Transportation Reform: Restore Local Control, Accountability
Terrific article on MPOs, their importance, and why they need to be fixed.
Transportation Reform: Restore Local Control, Accountability
By Ross Kesceg
Empower Texans
February 16, 2015
Before throwing more tax money at a misunderstood transportation crisis, the legislature should first maximize the effectiveness of existing funds. But in addition to placing restrictions on how tax dollars are used, the legislature should also restrict the ability of regional governments to undermine sound policy.
The culprits behind most of Texas’ non-road transportation waste are Metropolitan Planning Organizations (MPOs). They are federally mandated planning bureaucracies that have taken control of “voluntary” regional governments created by the legislature, such as the North Central Texas Council of Governments (NCTCOG). COGs claim to help local governments coordinate projects, but in reality, they are an unnecessary layer of government one-step removed from voters that takes power away from locally elected officials.
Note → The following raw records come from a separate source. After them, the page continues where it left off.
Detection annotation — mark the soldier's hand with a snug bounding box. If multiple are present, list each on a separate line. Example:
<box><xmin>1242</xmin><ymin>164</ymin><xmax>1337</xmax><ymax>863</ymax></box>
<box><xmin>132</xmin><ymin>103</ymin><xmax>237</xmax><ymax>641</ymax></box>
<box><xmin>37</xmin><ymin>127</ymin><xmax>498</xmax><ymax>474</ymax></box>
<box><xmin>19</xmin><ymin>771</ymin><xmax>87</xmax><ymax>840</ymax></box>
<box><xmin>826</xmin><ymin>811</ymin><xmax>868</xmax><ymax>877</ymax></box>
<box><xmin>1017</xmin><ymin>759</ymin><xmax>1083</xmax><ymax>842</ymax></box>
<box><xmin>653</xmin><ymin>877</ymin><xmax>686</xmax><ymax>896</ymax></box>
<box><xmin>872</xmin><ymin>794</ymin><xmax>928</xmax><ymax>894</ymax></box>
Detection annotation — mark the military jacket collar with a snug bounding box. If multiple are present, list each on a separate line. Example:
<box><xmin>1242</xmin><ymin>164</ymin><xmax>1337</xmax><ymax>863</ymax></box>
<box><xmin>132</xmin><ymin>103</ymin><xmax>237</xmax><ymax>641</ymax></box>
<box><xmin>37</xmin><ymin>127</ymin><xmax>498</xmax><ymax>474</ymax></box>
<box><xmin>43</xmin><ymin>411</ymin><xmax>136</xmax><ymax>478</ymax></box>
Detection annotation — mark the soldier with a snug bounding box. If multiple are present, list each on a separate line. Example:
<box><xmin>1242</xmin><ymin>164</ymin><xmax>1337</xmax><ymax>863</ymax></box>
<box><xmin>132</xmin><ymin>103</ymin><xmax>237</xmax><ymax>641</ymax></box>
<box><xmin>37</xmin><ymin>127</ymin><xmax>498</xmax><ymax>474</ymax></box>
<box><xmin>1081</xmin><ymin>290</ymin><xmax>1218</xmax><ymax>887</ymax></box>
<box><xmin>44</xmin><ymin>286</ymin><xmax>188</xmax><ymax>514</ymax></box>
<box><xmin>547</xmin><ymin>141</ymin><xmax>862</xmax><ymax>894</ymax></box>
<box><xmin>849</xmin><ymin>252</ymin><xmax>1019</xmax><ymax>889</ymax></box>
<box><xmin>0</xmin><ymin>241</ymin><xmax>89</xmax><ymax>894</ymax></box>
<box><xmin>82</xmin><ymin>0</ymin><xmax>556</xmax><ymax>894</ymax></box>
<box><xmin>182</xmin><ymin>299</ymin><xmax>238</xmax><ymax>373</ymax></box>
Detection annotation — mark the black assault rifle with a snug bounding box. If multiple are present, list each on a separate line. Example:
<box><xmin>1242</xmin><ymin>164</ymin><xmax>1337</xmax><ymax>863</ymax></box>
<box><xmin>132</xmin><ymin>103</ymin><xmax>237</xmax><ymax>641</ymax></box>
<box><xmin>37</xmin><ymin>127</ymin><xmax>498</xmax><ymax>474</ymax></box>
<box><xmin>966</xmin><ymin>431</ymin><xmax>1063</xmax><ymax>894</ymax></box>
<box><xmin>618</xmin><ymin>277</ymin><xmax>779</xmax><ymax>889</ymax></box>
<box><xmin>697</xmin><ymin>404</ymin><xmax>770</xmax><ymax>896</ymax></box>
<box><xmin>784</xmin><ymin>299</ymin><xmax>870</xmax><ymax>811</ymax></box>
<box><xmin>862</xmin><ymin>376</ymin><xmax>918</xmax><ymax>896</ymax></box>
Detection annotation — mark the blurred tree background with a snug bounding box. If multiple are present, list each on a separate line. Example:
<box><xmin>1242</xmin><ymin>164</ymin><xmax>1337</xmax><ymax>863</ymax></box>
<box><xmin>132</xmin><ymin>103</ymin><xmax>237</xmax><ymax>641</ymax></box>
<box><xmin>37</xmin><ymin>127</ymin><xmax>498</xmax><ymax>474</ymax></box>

MPOs enable Washington, D.C. to indirectly control all transportation policy. They also give political cover to liberal-leaning local politicians. Although MPO voting members include locally elected officials from larger member cities, they also include bureaucrats from transit agencies, toll authorities and TxDOT. In any case, none of the voting members are elected by voters to serve on the MPO, yet they wield near-dictatorial control over funding for every transportation project in their region.
This regional approval process takes control away from locally elected officials by placing a middleman between the legislature, TxDOT and local governments. In order for a transportation project to be included in Texas’ federally mandated transportation improvement plan (STIP), an MPO must first approve the project.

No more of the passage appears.